Putting consumers in control
From the impenetrably complicated rules of the General Data Protection Regulation to the new ones, consumer fears around data use are understandable United Kingdom Data reform bill pretending to back down EU Bureaucracy”. Little detail in such laws reaches consumers, and the world of regulation often seems shrouded in mystery to the ordinary citizen on the street.
Insurers must communicate to customers what data is collected, how they use it and how it is kept secure. That way, they feel empowered to make choices. Once trust is established, the benefits of participation are significant. Whether it’s telematics helping a driver prove they’re not liable in a car accident, or smart home devices reducing home insurance premiums by detecting everything from floods to burglaries.
Measure and manage privacy risks
Insurers must also take steps to assess and mitigate privacy risks. Taking these actions and making it clear to consumers what they are doing and why they are doing it is critical to building trust and establishing a reputation as a responsible, data-driven insurer.
For example, we partnered with a global insurer to quantify and mitigate risk in over 40 countries with the aim of ensuring compliance with regional data protection laws such as GDPR GDPR in which United Kingdom/EU and other applicable guidelines for the USSouth America and other areas.
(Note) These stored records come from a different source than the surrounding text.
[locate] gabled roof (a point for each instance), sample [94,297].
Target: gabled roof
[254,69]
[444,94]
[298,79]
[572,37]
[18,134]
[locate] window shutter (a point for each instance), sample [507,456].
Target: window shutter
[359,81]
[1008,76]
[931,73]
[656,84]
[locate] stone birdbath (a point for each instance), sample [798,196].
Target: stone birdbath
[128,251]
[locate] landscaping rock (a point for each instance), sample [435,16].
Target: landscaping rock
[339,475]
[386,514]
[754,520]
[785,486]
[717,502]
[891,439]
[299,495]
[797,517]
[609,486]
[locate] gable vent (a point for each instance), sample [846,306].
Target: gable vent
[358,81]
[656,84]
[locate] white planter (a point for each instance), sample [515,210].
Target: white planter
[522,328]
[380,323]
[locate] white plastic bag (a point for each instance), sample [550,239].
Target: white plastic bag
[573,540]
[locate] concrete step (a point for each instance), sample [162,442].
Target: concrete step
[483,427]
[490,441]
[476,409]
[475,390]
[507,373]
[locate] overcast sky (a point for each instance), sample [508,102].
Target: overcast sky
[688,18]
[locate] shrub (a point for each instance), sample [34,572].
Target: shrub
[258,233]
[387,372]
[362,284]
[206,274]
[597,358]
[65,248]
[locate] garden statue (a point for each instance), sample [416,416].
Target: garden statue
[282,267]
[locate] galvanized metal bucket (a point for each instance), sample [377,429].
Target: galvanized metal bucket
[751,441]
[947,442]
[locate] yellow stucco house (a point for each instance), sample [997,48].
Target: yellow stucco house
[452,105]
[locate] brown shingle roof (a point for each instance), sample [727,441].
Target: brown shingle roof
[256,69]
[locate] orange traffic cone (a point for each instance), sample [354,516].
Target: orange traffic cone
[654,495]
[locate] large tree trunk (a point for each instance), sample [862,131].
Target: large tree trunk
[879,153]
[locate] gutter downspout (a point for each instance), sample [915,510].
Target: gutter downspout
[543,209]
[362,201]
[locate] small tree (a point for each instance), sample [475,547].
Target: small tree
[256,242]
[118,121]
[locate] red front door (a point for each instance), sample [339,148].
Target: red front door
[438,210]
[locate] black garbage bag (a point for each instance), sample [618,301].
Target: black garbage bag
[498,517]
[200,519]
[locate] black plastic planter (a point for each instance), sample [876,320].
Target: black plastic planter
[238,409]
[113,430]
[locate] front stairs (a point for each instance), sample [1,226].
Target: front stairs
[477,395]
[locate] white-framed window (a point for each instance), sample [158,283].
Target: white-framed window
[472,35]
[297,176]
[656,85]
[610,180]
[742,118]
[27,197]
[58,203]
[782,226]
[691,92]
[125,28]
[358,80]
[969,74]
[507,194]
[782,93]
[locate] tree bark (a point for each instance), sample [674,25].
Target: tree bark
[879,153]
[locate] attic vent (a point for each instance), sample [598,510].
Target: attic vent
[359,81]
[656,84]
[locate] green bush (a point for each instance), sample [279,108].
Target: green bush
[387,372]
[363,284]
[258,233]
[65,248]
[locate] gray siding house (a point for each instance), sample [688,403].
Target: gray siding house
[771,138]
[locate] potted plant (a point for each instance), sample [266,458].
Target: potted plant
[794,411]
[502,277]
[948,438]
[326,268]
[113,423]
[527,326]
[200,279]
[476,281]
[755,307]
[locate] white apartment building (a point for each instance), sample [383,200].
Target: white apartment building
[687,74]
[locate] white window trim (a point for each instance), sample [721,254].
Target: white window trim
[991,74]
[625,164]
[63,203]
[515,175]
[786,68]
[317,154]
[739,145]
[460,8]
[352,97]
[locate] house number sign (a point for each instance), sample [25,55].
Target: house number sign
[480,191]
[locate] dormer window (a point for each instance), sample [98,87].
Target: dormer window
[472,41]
Working with data experts on programs like this can unlock the mystery of data governance and give consumers the protection they deserve by keeping their private information private. From here, insurers need to be crystal clear on what steps they will take in the event of a data breach or incident, and communicate this effectively to their consumers, as well as how such an event would be remedied.
combating prejudice in AI
Finally, data usage must be free of bias. preload on AI has surged into consumer awareness in recent years through media headlines with stories of sexist recruitment bots and racist bank lending software.
Every industry uses AI need to be aware of the risks of bias and how to mitigate them. The cause of bias in algorithms often lies in their design or training. For example, if a machine learning algorithm to predict credit risk was only trained on high net worth individuals, most real customers would never qualify.
To prevent these biases from occurring, algorithm audits must be performed. When you do this on a regular basis — examining how data is analyzed and sorting out inconsistencies — insurers can rest assured that their algorithms are fair and accurate.
Ethical insurers must lead
With the big online retailers – and their wealth of consumer data now pouring into the insurance market – the ethical use of data is an issue that will increasingly find its way into boardrooms.
A consumer-centric strategy with a robust risk management and bias prevention approach will help insurers succeed. When consumers ask for their data, insurers must be prepared to defend their position as ethical, data-driven providers.